Arriving at the car park just a few metres from the pharmacy where he worked, he was the witness of a road traffic accident, and his attention was apparently distracted enough for him to be able to offer the licence number of a vehicle involved, but not to remember that his son was still in the back of his own car.
It was several hours later that a passerby noticed the child alone in the car, and immediately contacted the emergency services. But it was too late for Yannis, who died of dehydration.
The outside temperature that day had been 25 degrees centigrade. Experts estimated that inside the car it had been more than 45 degrees.
Just a week later on July 22 in the town of Saint-Marcel in the department of Saône-et-Loire, three-year-old Zoé suffered the same fate.
She died after being left alone in the vehicle at the company car park while her 38-year-old father went to work.
Every morning the father would drive his five-year-old son to the creche and then leave his daughter with a child minder.
For some reason on this particular day he forgot about Zoé.
When he returned to the car in mid afternoon he apparently still didn't realize that his daughter was in the back and drove to collect his five-year-old son from the creche. It was only when returning to the car with his son that the father realized Zoé was in the back, and he immediately drove to the emergency department. But it was already too late by then.
On Wednesday there was yet another case, but this time with a happier ending.
A two-and-a-half year old girl was left in a car on the car park of a supermarket in the town of Brézet, near Clermont-Ferrand, while her mother was doing some last-minute shopping.
She had apparently only been alone for about 20 minutes when a passerby noticed her, broke the window and alerted the emergency services. The child was dashed off to hospital for tests and her mother taken into custody and investigated for putting her daughter's life in danger. The temperature in the car was again estimated to be about 45 degrees centigrade.
A look at the wheels of French justice in each of these cases reveals some astonishing differences in the way and speed with which they have been handled by the authorities.
The father of Yannis is not being prosecuted for the moment, although the police insist that it doesn't mean the case is closed and charges could still be brought.
Zoé's father was immediately investigated for involuntary homicide, and the maximum penalty for that in France is three years imprisonment and a €45,000 fine.
It's bad enough reading or hearing reports in the media of animals left in cars, their owners thinking perhaps that leaving the windows open for just a little air would not present any danger.
But as any animal lover will know, and even those who don't own a pet would probably realize, the temperatures inside a vehicle can rise quickly, even when it's not high summer.

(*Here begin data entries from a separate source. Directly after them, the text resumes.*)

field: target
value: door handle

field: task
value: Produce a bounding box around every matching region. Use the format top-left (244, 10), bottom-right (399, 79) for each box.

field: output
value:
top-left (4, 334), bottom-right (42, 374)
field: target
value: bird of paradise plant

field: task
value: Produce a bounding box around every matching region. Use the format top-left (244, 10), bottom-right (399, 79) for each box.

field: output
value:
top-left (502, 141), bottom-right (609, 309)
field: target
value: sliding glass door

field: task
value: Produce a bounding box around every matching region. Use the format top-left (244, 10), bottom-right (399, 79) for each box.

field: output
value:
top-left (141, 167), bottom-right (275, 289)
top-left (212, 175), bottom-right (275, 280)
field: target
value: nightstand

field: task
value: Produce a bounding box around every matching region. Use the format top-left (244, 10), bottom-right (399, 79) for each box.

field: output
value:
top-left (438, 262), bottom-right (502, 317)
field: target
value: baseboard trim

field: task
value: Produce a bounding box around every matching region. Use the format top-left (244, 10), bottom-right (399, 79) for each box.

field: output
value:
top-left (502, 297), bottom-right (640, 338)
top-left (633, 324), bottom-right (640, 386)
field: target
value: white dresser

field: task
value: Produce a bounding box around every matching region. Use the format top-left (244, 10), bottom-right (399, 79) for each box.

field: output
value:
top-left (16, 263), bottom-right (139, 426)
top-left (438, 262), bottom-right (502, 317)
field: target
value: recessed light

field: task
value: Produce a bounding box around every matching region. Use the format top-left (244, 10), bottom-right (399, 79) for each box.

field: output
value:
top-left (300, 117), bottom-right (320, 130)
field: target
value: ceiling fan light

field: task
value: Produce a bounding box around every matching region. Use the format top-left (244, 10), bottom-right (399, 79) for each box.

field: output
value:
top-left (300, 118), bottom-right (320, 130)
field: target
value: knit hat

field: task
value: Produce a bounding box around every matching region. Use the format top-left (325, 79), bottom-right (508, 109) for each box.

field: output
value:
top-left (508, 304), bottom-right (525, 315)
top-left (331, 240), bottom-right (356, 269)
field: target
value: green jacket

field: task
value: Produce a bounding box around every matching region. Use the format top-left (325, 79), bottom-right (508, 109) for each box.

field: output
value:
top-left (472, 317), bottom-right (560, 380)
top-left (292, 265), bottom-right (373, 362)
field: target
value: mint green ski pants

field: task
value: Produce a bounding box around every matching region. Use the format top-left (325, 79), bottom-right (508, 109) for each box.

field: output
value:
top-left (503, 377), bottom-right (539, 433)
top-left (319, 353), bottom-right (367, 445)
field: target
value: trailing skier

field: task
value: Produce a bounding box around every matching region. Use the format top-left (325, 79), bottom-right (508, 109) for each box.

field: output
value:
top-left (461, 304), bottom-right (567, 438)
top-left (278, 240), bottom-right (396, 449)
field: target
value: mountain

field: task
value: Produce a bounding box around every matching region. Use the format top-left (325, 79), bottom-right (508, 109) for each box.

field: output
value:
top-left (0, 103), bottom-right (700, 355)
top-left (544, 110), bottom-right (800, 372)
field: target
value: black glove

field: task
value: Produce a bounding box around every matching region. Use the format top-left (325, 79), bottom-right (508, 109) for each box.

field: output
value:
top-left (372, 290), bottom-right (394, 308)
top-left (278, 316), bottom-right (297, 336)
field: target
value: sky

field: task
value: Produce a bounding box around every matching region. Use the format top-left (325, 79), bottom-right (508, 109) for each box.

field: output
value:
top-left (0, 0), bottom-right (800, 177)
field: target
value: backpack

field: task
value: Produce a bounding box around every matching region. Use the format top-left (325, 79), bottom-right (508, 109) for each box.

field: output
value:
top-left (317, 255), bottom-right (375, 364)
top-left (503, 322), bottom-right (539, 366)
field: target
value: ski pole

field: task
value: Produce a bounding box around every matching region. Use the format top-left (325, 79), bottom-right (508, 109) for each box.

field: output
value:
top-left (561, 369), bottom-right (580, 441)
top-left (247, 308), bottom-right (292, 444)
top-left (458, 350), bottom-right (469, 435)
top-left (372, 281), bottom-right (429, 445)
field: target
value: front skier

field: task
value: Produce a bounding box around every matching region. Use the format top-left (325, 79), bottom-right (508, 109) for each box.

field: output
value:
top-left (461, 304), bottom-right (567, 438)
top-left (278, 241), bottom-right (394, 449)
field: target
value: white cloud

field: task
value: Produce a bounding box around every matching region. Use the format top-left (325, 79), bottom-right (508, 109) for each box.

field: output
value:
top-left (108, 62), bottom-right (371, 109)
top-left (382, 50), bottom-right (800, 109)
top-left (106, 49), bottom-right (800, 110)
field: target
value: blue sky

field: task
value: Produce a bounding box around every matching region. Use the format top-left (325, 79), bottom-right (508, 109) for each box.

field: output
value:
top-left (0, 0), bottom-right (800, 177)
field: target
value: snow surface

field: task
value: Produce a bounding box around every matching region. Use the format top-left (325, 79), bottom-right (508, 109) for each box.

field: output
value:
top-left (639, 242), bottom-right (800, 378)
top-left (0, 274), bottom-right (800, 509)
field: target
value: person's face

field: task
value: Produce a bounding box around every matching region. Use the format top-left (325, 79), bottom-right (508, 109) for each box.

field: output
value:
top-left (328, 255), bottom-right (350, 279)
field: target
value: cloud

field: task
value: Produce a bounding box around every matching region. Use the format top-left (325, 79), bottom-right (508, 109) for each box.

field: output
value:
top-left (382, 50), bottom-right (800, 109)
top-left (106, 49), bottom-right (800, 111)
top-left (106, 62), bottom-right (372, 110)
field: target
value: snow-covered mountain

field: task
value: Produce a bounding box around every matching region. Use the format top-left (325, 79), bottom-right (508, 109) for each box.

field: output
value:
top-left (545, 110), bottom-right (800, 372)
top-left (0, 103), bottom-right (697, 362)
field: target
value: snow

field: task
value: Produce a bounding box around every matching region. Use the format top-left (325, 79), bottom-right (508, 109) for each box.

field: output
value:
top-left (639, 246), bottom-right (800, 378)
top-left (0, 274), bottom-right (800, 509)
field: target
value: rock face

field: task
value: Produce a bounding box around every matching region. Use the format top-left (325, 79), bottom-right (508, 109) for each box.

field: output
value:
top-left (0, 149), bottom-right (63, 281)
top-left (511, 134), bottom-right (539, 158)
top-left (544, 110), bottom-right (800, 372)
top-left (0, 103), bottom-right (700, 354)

And the outcome is inevitable.
That it could happen once to a child is surely the saddest of news. But on the back of previous reports, for it to happen three times in quick succession!

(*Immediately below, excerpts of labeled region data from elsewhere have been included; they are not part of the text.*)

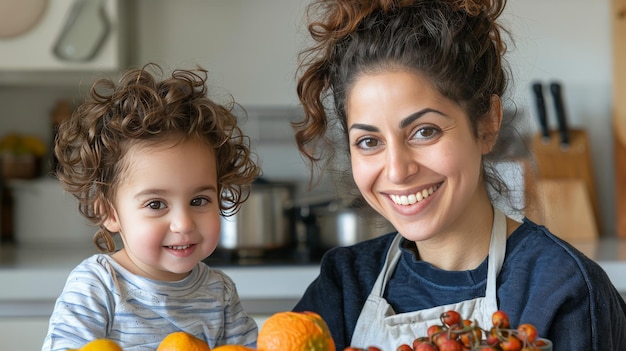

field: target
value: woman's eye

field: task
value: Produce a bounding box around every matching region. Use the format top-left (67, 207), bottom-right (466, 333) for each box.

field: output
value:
top-left (146, 201), bottom-right (165, 210)
top-left (357, 138), bottom-right (380, 149)
top-left (414, 127), bottom-right (440, 140)
top-left (191, 197), bottom-right (211, 206)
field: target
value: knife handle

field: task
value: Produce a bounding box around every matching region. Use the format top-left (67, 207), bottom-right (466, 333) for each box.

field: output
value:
top-left (532, 82), bottom-right (550, 140)
top-left (550, 82), bottom-right (569, 146)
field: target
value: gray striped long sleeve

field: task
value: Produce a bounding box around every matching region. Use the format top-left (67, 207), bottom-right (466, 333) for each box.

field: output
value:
top-left (42, 254), bottom-right (258, 351)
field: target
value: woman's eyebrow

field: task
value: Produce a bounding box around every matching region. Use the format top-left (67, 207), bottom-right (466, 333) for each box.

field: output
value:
top-left (348, 123), bottom-right (379, 132)
top-left (348, 108), bottom-right (447, 132)
top-left (400, 108), bottom-right (447, 129)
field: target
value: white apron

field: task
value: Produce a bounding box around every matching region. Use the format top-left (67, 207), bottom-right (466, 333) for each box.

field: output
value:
top-left (350, 207), bottom-right (506, 350)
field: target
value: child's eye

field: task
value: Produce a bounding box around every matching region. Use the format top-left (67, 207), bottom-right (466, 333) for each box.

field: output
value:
top-left (191, 197), bottom-right (211, 206)
top-left (146, 200), bottom-right (165, 210)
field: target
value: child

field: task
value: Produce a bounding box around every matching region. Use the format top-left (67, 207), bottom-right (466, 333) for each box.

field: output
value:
top-left (42, 65), bottom-right (260, 351)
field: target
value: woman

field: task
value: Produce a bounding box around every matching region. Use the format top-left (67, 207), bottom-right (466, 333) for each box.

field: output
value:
top-left (294, 0), bottom-right (626, 351)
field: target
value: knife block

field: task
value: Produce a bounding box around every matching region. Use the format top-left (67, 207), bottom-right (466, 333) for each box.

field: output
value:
top-left (526, 129), bottom-right (601, 236)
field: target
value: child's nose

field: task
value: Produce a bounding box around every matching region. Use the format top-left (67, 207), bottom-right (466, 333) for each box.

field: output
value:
top-left (170, 210), bottom-right (195, 233)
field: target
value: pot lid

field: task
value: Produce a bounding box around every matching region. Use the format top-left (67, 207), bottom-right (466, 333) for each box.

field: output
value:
top-left (0, 0), bottom-right (48, 39)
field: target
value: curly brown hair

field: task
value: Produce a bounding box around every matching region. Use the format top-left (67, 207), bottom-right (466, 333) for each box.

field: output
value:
top-left (54, 64), bottom-right (260, 252)
top-left (293, 0), bottom-right (509, 197)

One prominent paediatrician, Jean-Michel Muller, president of the Association of Paediatricians of Nice Côte d'Azur, has tried to come up with some sort of explanation as to how parents could forget. He is quoted in the French press as saying that such things could happen to anybody.
"If you ask those to whom this has happened, they know that children shouldn't be left alone in the car, but at that particular moment their minds are elsewhere, they have some other problem," he says.
"It's not intentional by any means. It's like knowing that you shouldn't leave a child alone at the side of a swimming pool but in spite of that it happens.
"When it comes to leaving a child in a car these people have obviously had difficulties, or are preoccupied by other things, had other things to do during several hours and at the last moment forget that there is a child still in the car."
Whether that would be a convincing argument in a court of law would only become apparent if charges in any of the cases were brought.
But still there remains the question for many people here in France as to how parents could forget?